Bewährung: Drogenkurier lässt Dealer auffliegen

Bewährung: Drogenkurier lässt Dealer auffliegen
Gerichtsreport: Ein 45-Jähriger schmuggelte Crystal über die Grenze

Zwickau/Crimmitschau. Ein 45-jähriger Mann aus Crimmitschau ist gestern [ 24. Juli 2014 ] vom Zwickauer Amtsgericht zu zwei Jahren Haft verurteilt worden. Richter Stefan Noback setzte die Strafe zur Bewährung aus.

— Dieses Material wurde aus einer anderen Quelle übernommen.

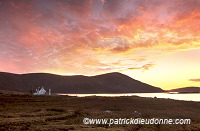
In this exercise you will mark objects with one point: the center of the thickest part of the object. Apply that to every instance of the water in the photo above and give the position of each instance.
(185, 97)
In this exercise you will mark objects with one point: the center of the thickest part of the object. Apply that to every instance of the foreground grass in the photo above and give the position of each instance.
(24, 112)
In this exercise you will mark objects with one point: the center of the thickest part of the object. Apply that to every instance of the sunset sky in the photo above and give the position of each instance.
(154, 41)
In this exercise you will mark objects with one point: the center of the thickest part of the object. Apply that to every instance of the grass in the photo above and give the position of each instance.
(24, 112)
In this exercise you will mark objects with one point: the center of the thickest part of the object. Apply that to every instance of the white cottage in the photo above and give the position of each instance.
(41, 91)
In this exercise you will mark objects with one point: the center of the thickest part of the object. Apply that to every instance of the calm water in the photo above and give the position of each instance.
(186, 97)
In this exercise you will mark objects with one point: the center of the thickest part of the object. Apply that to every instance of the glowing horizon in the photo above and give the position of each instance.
(156, 42)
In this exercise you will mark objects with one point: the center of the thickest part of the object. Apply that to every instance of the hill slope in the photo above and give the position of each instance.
(106, 83)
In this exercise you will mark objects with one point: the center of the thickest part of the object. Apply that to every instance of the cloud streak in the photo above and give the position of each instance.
(86, 36)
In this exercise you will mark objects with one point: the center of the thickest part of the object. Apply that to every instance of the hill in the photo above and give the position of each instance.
(106, 83)
(186, 89)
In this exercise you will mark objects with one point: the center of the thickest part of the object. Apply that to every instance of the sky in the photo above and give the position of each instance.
(153, 41)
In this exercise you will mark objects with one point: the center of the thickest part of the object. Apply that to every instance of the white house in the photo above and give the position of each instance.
(41, 91)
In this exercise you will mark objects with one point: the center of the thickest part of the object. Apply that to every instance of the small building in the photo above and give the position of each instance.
(40, 91)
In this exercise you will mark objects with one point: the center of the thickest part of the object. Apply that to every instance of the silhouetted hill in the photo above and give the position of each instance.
(106, 83)
(186, 89)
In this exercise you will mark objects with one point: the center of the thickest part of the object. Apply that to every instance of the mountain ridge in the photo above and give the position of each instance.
(114, 82)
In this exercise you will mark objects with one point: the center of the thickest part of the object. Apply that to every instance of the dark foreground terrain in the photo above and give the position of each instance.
(24, 112)
(106, 83)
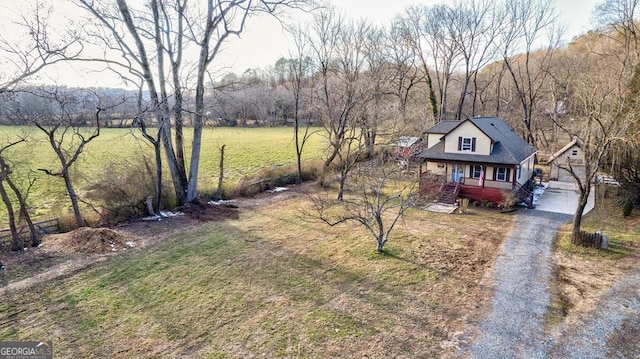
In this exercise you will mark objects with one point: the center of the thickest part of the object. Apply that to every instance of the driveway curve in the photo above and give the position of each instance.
(562, 197)
(514, 327)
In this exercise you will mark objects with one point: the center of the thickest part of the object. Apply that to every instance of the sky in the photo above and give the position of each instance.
(264, 41)
(266, 36)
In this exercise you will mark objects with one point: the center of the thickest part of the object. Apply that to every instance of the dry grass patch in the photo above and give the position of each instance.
(582, 275)
(272, 285)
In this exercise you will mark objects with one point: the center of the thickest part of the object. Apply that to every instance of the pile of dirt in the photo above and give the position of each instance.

Der arbeitslose Maschinenschlosser hatte gestanden, zwischen Juni 2012 und Juni 2013 mehrmals pro Woche Crystalmeth aus Tschechien geschmuggelt zu haben - in insgesamt 62 Kurierfahrten, durch die zwischen zehn und 20 Gramm der synthetischen Droge in die Region Zwickau gelangten. Der 45-Jährige arbeitete dabei immer im Auftrag eines Dealers aus Crimmitschau, der das Crystal weiterverkaufte. Was der 45-Jährige zu einem Grammpreis von 23 Euro auf dem Markt hinter dem Grenzübergang in Klingenthal erhielt, verkaufte der Dealer für 85 Euro weiter. Der 45-Jährige selbst erhielt als Entlohnung für seine Kurierfahrten jeweils eine Stange Zigaretten im Wert von 25 Euro.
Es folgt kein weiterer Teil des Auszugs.